What is tolerable or enjoyable work depends on what you are accustomed to and
other factors. Would you rather clean toilets, deal with an irate customer, be
on a rooftop in the summer sun, be on an open platform ten stories in the air,
or wade in some unknown sludge? Some people have issues with a different
subset of those than others, so there isn't a strict ordering.
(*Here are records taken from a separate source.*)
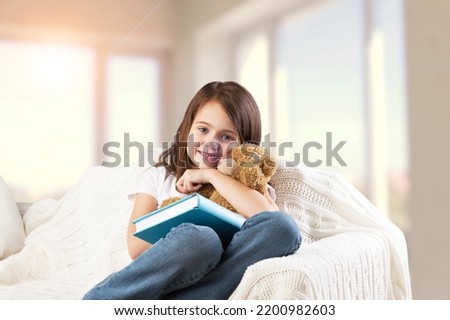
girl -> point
(190, 263)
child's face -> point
(212, 136)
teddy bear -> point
(249, 163)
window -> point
(331, 77)
(46, 105)
(132, 104)
(49, 113)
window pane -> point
(252, 61)
(320, 86)
(133, 104)
(46, 103)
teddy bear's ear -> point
(268, 163)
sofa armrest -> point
(350, 265)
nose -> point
(212, 147)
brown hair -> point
(237, 102)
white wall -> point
(428, 52)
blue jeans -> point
(190, 263)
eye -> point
(227, 137)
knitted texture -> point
(349, 250)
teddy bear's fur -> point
(250, 164)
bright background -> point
(75, 75)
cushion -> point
(12, 234)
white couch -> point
(349, 250)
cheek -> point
(228, 147)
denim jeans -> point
(190, 263)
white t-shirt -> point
(158, 183)
(161, 185)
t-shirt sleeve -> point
(147, 183)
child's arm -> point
(245, 200)
(144, 204)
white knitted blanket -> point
(350, 251)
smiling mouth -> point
(211, 158)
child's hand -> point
(193, 179)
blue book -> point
(195, 209)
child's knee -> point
(279, 226)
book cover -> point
(194, 209)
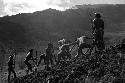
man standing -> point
(11, 66)
(49, 54)
(98, 31)
(28, 58)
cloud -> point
(11, 7)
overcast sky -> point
(12, 7)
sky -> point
(12, 7)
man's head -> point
(97, 15)
(61, 42)
(31, 50)
(50, 45)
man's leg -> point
(9, 73)
(13, 71)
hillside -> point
(29, 27)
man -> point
(42, 57)
(11, 66)
(27, 59)
(49, 54)
(98, 31)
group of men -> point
(64, 48)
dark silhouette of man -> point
(11, 66)
(49, 54)
(27, 59)
(98, 31)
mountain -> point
(52, 24)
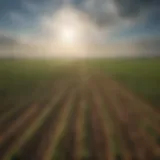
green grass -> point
(142, 76)
(20, 77)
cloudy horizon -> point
(100, 28)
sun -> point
(70, 32)
(67, 35)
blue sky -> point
(120, 19)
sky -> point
(97, 27)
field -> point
(95, 109)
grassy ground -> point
(142, 76)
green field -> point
(77, 108)
(142, 76)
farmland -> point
(79, 110)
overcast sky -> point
(122, 25)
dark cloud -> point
(129, 8)
(7, 41)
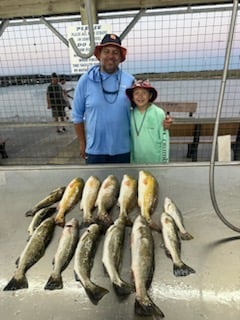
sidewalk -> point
(42, 145)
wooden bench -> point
(194, 131)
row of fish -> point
(103, 196)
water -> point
(28, 102)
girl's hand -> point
(167, 122)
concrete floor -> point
(212, 293)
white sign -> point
(80, 35)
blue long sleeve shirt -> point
(106, 116)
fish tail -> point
(186, 236)
(60, 220)
(182, 270)
(123, 289)
(16, 283)
(95, 293)
(148, 308)
(29, 213)
(105, 221)
(54, 282)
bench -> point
(194, 131)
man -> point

My point was that it's odd to me to hold being a janitor up as some kind of
extreme end of a spectrum. It's not what you do when all else fails. It's not
the thing that people with no skills and no experience are automatically
assigned to.

However, if a day labor place sends someone to sweep up a warehouse, I
wouldn't call that being a janitor. Maybe some would.

------
rogerkirkness
Realizing that diligence was a middle class status signaling value that did
not apply in capital class circles was an interesting lesson. Elon Musk
constantly talks about how you have to work twice as much as other people,
where as Jeff Bezos is pretty open about going in for about 6-7 hours a day.
Who is right? The answer is either one, they have different values, that hard
work is subjective, and that you should just do what you want and what works.
Hard work is the original virtue signaling in a growth economy. It says, I'm
important, I'm needed, etc. But in practice it often means diligence which is
often not correlated to effectiveness in most (not all) fields of knowledge
work.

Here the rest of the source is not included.